Entertainment Magazine

1968-03-17 Back Bay Theatre - Boston, MA

Posted on the 12 January 2012 by Melkor89
1968-03-17 Back Bay Theatre - Boston, MA1968-03-17 Back Bay Theatre - Boston, MA 
Back Bay Theatre
Boston, MA

Format: mp3 320 kbps
01 - When The Music's Over 13:06
02 - Back Door Man - Five To One 5:42
03 - Break On Through (To The Other Side) 5:02
04 - Love Me Two Times 3:17
05 - You're Lost Little Girl 3:05
06 - Light My Fire 9:34
07 - The End 14:28
From Greg Shaw's book The Doors On The Road:
Early Show - The promoters for this show are notified at the last minute that the Doors will be arriving two hours late, and in an attempt to rescue the first concert, they secure two local bands, the Organ Factory and Turtles Cry, to open the show. Following the preliminary acts, Linda Ronstadt and the Stone Poneys perform an excellent
set, despite periodic interruptions for announcements confirming that the Doors are soon to arrive. After the Stone Poneys, the promoters screen two of the Doors’ promotional films. The first is the Elektra Records film for their first single "Break on Through"; the second is the recently completed film for "The Unknown Soldier", which has already been banned from airplay in Boston. (This is, after all, the town where they banned the Everly Brothers hit "Wake Up Little Susie" because it contained the word "asleep"). The audience responds with wild enthusiasm and insists on an additional screening of the film. Afterward, one of the promoters proceeds through the audience carrying a live microphone, eliciting viewers’ responses to the censored song and film. Meanwhile, the equipment managers have set up the stage in preparation for the band's arrival. When they finally get there, the musicians rush to the stage ahead of Jim Morrison and leap into an extended introduction to "Break on Through". Morrison, always the impassive observer, casually saunters onstage as if oblivious to the fact that the entire audience has just endured an extensive delay.
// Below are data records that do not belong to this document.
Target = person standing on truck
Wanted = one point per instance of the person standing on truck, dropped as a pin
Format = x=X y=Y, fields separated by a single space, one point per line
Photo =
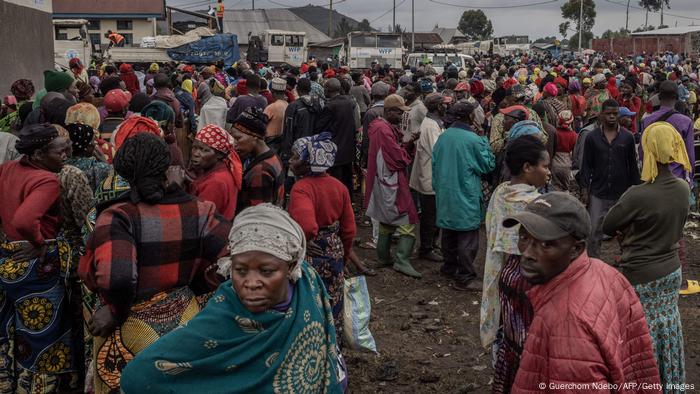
x=115 y=39
x=220 y=16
He actually seems annoyed at having to do yet another concert. Throughout the show he remains conspicuously indifferent to the audience, until the conclusion  when he scarcastically spits out the words to "Light My Fire" in a mock SOuth Boston accent.
Late Show - Fortunately for the arrivals patientily awaiting the next concert, the second show is substantially better—even superb at times. Morrison is wild, belting out numerous penetrating screams in front of the solid instrumental work of the group. In an unusual blend of songs, Morrison incorporates portions of "Five To One" into "Back Door Man" while mantaining the latter's beat. The band concludes with and engaging version of "The End" which includes a significant amount of obscure poetry designed to entice the audience into the dark and foreboding inner voyage that is this song's mythic purpose.
My notes:
Only the second show (the better of the two) has been recorded. It's a quite crackling audience tape, but the band's performance is outstanding. Light My Fire has a small cut at the beginning, which leaves the intro out.